Nov 24, 2024

Caching in Distributed Systems

Caching is a technique used to improve the performance of an application by storing frequently accessed data in a cache (memory), which can be accessed faster than retrieving the data from the original source (usually a database).

In distributed caching, instead of relying on a single, potentially overloaded cache instance, the caching responsibility and the cached data are spread out across a cluster of machines.

How does it work ?

Data partitioning

The cache is divided into multiple partitions, each of which is managed by a separate cache node. A mechanism is used to determine which cache node should store a particular piece of data. Common techniques include:

Consistent Hashing: Distributes data evenly and minimizes data movement when nodes are added or removed.
Range-Based Partitioning: Data is divided into ranges based on keys.
Modulus Hashing: A hash of the key is used to determine the node based on the number of nodes.

Client Interaction

Applications interact with the distributed cache through a client library. The client is responsible for determining which cache node holds the requested data and routing the request accordingly.

Cache Operations

Standard cache operations like get, set, and delete are performed against the distributed cache.

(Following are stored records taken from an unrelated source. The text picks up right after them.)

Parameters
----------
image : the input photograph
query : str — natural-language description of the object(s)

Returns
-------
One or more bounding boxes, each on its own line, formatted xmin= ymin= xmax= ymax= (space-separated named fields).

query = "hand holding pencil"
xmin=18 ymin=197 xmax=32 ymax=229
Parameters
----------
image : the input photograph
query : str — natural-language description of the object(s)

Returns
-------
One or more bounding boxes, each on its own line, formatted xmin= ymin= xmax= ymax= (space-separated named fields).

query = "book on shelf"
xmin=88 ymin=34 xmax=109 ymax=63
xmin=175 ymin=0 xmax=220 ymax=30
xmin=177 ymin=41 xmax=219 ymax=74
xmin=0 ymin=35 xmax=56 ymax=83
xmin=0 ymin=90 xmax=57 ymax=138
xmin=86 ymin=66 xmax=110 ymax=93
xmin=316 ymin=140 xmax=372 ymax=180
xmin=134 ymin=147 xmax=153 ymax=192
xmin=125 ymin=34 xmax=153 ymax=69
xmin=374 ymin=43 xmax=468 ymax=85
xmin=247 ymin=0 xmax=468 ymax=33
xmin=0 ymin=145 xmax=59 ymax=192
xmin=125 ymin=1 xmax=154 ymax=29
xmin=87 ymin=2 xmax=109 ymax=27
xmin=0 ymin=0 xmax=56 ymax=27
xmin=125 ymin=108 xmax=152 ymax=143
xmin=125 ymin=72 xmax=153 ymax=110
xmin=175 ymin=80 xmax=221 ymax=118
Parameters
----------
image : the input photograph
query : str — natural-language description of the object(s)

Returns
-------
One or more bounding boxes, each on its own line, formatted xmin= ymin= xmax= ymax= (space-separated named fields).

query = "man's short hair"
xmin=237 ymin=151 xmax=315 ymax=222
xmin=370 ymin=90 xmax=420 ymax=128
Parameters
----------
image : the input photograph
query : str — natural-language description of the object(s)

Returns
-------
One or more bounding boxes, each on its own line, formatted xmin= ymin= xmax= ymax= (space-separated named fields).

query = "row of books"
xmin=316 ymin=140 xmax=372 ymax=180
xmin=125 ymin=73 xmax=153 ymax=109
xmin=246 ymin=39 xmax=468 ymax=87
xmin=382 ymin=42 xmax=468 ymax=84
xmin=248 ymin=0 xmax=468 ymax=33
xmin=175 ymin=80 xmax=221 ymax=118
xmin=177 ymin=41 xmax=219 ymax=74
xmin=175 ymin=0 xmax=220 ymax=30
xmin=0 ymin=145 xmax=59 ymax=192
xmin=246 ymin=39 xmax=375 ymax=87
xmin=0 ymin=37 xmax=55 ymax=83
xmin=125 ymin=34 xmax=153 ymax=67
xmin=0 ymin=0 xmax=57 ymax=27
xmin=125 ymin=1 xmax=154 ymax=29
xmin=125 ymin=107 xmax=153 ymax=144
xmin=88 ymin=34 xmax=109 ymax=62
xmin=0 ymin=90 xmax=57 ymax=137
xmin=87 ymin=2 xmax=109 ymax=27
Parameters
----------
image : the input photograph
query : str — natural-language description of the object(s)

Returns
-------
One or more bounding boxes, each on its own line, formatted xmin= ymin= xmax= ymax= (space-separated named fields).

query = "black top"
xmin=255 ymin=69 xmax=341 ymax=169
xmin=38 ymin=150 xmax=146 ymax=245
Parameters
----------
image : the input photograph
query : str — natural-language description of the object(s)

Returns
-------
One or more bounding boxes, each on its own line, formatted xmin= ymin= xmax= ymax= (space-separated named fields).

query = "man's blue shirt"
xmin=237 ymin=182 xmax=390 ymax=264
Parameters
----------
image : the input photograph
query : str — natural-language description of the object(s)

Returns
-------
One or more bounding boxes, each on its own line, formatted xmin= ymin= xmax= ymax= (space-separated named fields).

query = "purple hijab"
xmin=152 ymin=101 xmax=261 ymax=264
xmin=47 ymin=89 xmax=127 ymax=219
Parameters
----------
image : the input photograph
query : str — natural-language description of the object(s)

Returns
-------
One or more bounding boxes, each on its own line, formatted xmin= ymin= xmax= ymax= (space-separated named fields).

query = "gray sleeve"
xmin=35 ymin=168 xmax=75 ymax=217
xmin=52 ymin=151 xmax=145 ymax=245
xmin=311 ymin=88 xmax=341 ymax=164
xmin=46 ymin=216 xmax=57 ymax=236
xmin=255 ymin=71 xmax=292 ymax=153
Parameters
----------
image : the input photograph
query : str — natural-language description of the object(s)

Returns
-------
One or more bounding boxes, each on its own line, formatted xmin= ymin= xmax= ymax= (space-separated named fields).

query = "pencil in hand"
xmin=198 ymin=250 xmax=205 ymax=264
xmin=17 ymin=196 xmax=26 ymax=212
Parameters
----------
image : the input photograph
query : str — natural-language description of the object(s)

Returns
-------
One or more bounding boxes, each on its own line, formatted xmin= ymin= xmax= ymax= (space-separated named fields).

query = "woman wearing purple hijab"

Data Replication (Optional)

For increased availability and fault tolerance, data can be replicated across multiple cache nodes

Caching Strategies

Cache-Aside Pattern

The application handles reading from and writing to both the cache and the main data store. It checks the cache first (cache hit), if not found (cache miss), it fetches from the database, stores it in the cache, and then returns it.

Use When: Read-heavy workloads, simple implementations.

Read Through Pattern

The cache acts as an intermediary. The application only interacts with the cache. If data is not in the cache on a read, the cache fetches it from the database and then returns it to the application.

Write Through Pattern

When the application writes data, it's simultaneously written to both the cache and the main data store.

Use When: Data consistency is critical.

Write Behind Pattern

Writes are initially made only to the cache. The cache then asynchronously updates the database after a delay or under certain conditions. This can improve write performance but introduces data consistency challenges.

Use When: Write-heavy systems that can tolerate eventual consistency.

Redis (Remote Dictionary Server)

Redis is a key-value in-memory data store. It can be used as a cache, message broker and a database as well.

Redis supports a wide range of data structures, including strings, hashes, lists, sets, sorted sets, bitmaps, hyperloglogs, and geospatial indexes.

For every key stored in Redis, you can set a time to live (TTL) in seconds. Once the TTL expires, the key is automatically deleted.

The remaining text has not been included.